The Alpha IMS system is still undergoing experimental clinical trials in Europe, but it is facing some complications. Firstly, the visual clarity of tested patients is around 20/1000, which is well below the standard for legal blindness. Secondly, the system’s power supply is implanted in a very high-risk surgical procedure, which can endanger patients. In an attempt to overcome the problems faced by both The Boston Retinal Implant Project and Retinal Implant AG, Dr. Daniel Palanker at Stanford and his colleagues are currently developing a subretinal prosthesis involving a goggle-mounted video camera and an implanted photodiode array. The camera receives incoming light and projects the image onto the photodiode array, which then converts the light into pulsed electrical currents. These currents stimulate nearby neurons to relay the signal to the brain. As Dr. Palanker says, “This method for delivering information is completely wireless, and it preserves the natural link between ocular movement and image perception.”2 Human clinical trials are slated to begin in 2016, but Palanker and his team are confident that the device will be able to produce 20/250 visual acuity or better in affected patients.

A potentially safer set of visual prostheses includes suprachoroidal implants. Very similar to the aforementioned subretinal implants, these devices also replace damaged components of the retina. The only difference is that suprachoroidal implants are placed between the choroid layer and the sclera, rather than between the retinal layers. This difference in location allows these devices to be surgically implanted with less risk, as they do not breach the retina itself. Furthermore, these devices are larger compared to subretinal implants, “allowing them to cover a wider visual field, ideal for navigation purposes.” Development of suprachoroidal devices began in the 1990s at both Osaka University in Japan and Seoul National University in South Korea. Dr. Lauren Ayton and Dr. David Nayagam of the Bionic Vision Australia (BVA) research partnership are heading more current research. BVA has tested a prototype of a suprachoroidal device in patients with retinitis pigmentosa, and results have been promising. Patients were able to “better localize light, recognize basic shapes, orient in a room, and walk through mobility mazes with reduced collisions.” More testing is planned for the future, along with improvements to the device’s design.2

Both subretinal and suprachoroidal implants work by replacing damaged photoreceptors, but they rely on a functional neural network between the retina and the optic nerve. Replacing damaged photoreceptors will not help a patient if he or she lacks the neural network that can transmit the signal to the brain. This neural network is composed of ganglion cells at the back of the retina that connect to the optic nerve; these ganglion cells can be viewed as the “output neurons of the eye.” A third type of visual prosthesis targets these ganglion cells. So-called epiretinal implants are placed in the final cell layer of the retina, with electrodes directly stimulating the optic nerve. Because these devices are implanted in the last retinal layer, they work “regardless of the state of the upstream neurons”.2 So the main advantage of an epiretinal implant is that, in cases of widespread retinal damage due to severe retinitis pigmentosa, the device provides a shortcut directly to the optic nerve.

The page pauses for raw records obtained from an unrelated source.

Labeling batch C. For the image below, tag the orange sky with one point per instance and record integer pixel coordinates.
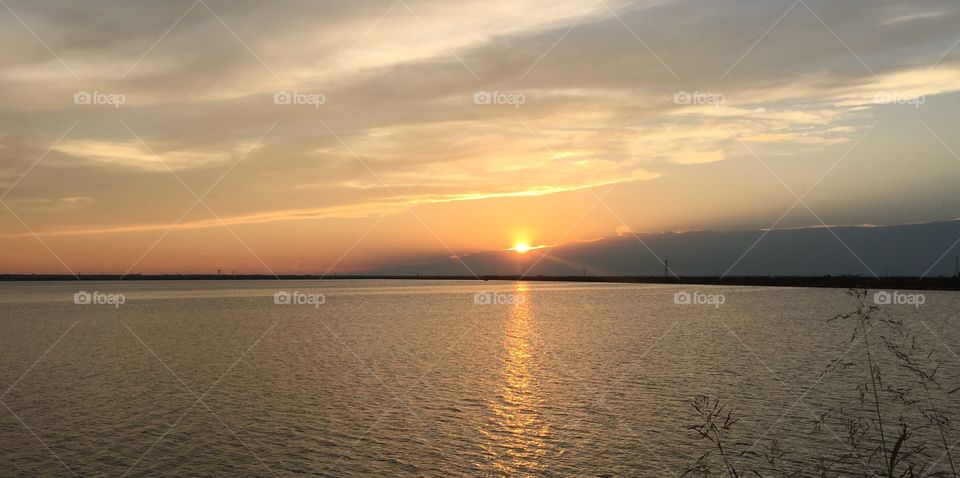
(302, 138)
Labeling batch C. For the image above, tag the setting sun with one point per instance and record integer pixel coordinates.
(521, 248)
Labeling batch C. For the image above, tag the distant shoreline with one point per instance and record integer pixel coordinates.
(836, 282)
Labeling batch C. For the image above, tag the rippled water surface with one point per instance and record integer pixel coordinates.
(393, 378)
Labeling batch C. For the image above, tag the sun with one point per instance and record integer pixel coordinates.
(521, 248)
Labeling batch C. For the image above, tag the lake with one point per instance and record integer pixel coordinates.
(425, 378)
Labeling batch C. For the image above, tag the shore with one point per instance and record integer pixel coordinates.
(839, 282)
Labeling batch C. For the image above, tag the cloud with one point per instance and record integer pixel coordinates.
(598, 83)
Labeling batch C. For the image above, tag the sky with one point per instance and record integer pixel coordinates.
(333, 137)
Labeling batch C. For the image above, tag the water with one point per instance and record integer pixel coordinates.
(394, 378)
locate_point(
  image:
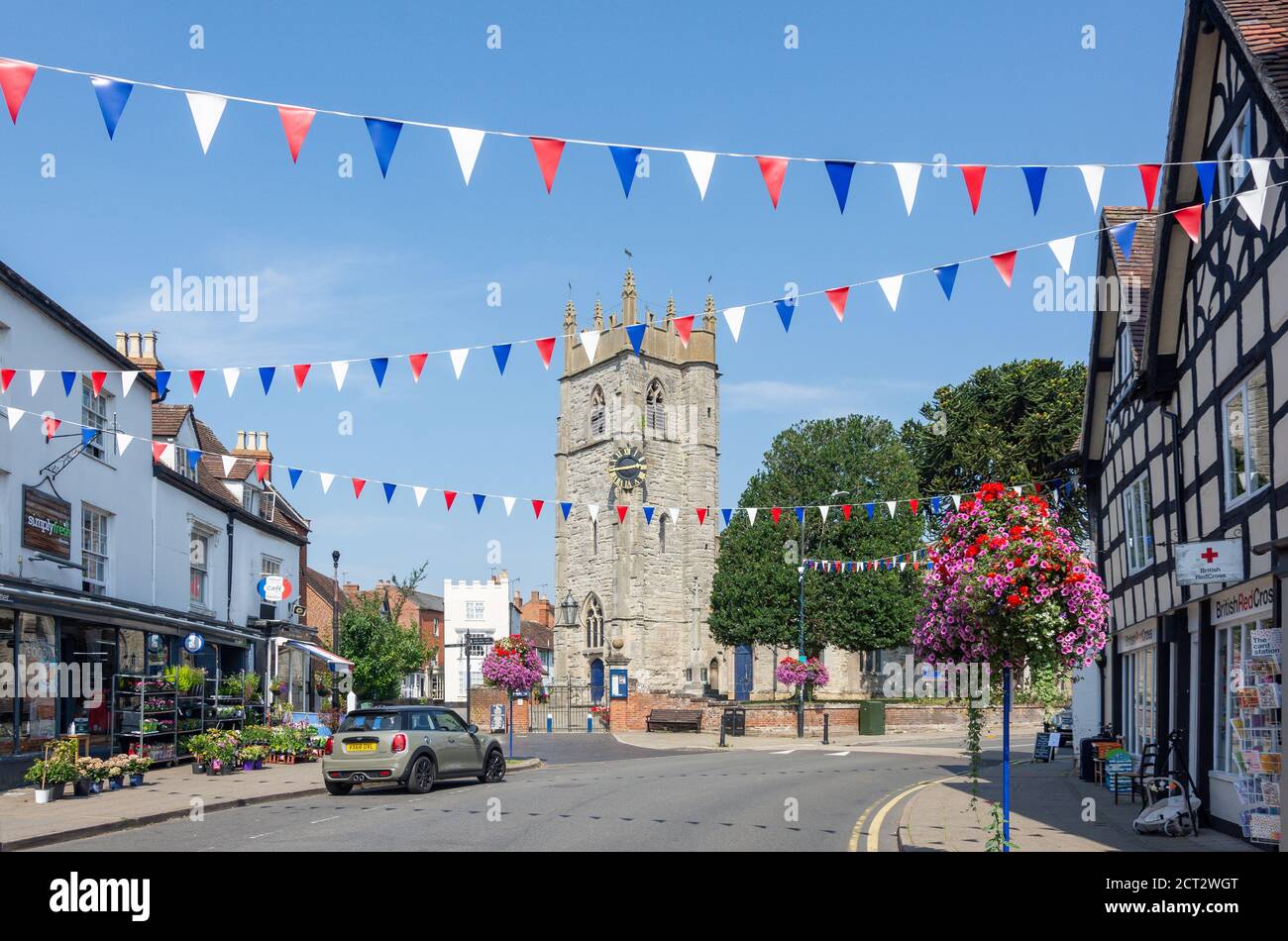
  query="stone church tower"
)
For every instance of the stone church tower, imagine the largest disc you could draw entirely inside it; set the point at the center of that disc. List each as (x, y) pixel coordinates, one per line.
(638, 432)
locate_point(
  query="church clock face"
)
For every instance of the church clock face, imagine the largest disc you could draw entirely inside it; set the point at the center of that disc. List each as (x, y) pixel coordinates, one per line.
(627, 468)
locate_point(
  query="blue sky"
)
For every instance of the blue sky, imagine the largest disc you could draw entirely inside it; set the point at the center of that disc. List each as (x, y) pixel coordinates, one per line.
(368, 265)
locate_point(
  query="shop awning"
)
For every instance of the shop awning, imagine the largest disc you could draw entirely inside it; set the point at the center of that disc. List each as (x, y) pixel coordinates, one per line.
(336, 665)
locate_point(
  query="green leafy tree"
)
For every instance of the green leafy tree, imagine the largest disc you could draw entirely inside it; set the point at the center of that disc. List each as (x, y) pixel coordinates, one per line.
(1009, 422)
(754, 597)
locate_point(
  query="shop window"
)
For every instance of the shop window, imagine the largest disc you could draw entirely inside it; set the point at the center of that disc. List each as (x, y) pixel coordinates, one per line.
(1247, 439)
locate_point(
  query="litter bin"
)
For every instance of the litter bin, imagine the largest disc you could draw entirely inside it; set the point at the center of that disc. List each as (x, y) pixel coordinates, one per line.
(872, 717)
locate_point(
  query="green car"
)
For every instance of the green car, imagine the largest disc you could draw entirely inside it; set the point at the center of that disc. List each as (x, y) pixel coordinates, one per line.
(412, 746)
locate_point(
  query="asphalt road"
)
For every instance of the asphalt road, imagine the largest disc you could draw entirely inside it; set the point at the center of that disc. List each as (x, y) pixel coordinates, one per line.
(616, 797)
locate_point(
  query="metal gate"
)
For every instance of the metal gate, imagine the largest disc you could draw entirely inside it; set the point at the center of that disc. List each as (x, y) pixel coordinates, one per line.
(568, 708)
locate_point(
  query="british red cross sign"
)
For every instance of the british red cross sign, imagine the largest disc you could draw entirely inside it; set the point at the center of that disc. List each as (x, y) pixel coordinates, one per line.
(1215, 560)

The most promising example of an epiretinal device is the Argus II Visual Prosthesis System, developed by Second Sight. The device, composed of a glasses-mounted camera that wirelessly transmits visual data to an implanted microelectrode array, received FDA marketing approval in 2012. Clinical trials have shown a substantial increase in visual perception and acuity in patients with severe retinitis pigmentosa, and the system has been implanted in more than 50 patients to date.

The common limitation of all these visual prostheses (subretinal, suprachoroidal, and epiretinal) is that they rely on an intact and functional optic nerve. But some blind patients have damaged optic nerves due to head trauma. The optic nerve connects the eye to the brain, so for patients with damage in this region, bionics researchers must find a way to target the brain itself. Experiments in the early 20th century showed that, by stimulating certain parts of the brain, blind patients could perceive light flashes known as phosphenes. Building from these experiments, modern scientists are working to develop cortical prostheses implanted in either the visual cortex of the cerebrum or the lateral geniculate nucleus (LGN), both of which are key in the brain’s ability to interpret visual information. Such a device would not truly restore natural vision, but produce artificial vision through the elicitation of phosphene patterns.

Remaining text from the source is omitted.